Rather than write straight, opinion-based film reviews, I try to use this space to contextualize the movies that fleet across the big screen in Louisville, the ones that come and go quickly. It can be assumed that if the film shows up here, it comes with my approval, but that does not mean that it is a film for you, Dear Reader. My hope is that by bullet pointing the notable features of a film, Im giving you the hooks on which to hang your interest, or a running list of reasons to choose another movie to watch. In any case, what I am peddling here is an invitation to deepen the appreciation of film for the sake of film.

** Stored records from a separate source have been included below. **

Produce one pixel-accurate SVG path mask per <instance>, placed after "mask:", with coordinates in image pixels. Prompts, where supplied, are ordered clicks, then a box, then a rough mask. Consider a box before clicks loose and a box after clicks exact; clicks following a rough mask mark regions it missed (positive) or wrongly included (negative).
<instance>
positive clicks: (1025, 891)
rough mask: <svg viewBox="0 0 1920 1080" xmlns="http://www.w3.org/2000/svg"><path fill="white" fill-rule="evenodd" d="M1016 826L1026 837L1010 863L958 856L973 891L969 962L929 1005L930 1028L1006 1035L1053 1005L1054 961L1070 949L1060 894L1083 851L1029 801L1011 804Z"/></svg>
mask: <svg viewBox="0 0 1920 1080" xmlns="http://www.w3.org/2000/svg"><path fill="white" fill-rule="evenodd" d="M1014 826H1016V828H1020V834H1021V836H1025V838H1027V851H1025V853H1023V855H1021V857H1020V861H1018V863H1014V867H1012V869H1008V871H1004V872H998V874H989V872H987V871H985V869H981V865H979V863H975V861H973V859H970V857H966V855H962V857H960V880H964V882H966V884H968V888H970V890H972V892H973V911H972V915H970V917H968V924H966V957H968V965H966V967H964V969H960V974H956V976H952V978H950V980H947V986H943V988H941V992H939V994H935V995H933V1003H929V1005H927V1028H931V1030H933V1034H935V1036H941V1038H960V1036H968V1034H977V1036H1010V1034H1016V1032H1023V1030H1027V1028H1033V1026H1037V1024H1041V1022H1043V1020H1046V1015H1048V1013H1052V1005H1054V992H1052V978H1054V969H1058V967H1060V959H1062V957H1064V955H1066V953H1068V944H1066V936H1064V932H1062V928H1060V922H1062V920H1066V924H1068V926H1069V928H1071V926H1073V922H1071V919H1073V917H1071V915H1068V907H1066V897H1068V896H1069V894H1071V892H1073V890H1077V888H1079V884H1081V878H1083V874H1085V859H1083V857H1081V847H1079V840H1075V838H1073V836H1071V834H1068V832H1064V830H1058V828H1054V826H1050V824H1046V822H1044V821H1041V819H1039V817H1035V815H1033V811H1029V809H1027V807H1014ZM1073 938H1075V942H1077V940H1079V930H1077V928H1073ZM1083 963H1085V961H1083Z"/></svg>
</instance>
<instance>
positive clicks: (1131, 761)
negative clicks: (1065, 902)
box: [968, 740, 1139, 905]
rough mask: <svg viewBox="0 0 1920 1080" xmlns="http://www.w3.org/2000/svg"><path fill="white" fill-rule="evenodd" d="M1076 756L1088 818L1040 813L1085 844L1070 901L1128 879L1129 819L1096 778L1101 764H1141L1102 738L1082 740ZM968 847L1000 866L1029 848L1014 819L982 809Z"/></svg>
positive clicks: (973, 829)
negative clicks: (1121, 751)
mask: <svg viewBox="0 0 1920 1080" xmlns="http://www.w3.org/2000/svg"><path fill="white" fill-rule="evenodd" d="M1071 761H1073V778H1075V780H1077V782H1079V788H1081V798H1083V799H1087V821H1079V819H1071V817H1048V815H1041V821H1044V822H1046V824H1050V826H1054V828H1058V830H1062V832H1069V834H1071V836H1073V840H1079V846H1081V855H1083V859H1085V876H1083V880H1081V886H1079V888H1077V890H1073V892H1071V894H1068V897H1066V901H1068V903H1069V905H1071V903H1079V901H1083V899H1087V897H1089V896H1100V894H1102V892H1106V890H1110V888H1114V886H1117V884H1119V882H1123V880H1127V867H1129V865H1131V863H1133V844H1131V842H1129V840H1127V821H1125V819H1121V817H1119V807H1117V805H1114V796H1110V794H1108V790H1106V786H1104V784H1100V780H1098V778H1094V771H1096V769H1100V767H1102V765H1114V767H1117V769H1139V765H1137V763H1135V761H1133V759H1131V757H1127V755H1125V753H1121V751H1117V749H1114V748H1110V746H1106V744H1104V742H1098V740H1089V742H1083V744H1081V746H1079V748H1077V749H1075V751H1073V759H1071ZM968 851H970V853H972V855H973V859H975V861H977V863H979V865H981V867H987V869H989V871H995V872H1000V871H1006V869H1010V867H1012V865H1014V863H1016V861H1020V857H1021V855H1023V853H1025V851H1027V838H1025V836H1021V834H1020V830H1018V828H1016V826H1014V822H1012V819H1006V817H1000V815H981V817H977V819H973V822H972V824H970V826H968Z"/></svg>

The Speed Cinema is currently offering up two movies about movies. One looks at the history and career of the people who, against all odds, brought the landmark film Midnight Cowboy to the mainstream. The other aims to peel back the layers of David Lynchs mind by connecting his work to The Wizard of Oz. Both of these documentaries are well-edited studies, but their value is determined by what knowledge and experience the viewer is bringing into the room.
Lynch/Oz
Saturday, June 24, 6 p.m.
Sunday, June 25, 3 p.m.
Speed Cinema
$12 | $8 Speed members
Lynch/Oz is the latest venture from documentary filmmaker Alexandre O. Philippe, who has established himself over the last decade through a series of docs about filmmaking. His work picks apart aspects of iconic films, from the shower scene in Psycho, to George Romeros zombies and William Friedkins faith during and after The Exorcist. In Lynch/Oz, Philippe breaks this study up into six chapters, each featuring a different expert, including film critic Amy Nicholson and filmmakers John Waters, Karyn Kusama, and David Lowery. These Lynch admirers pontificate on the connections between surrealist director David Lynchs oeuvre and Victor Flemings Oz.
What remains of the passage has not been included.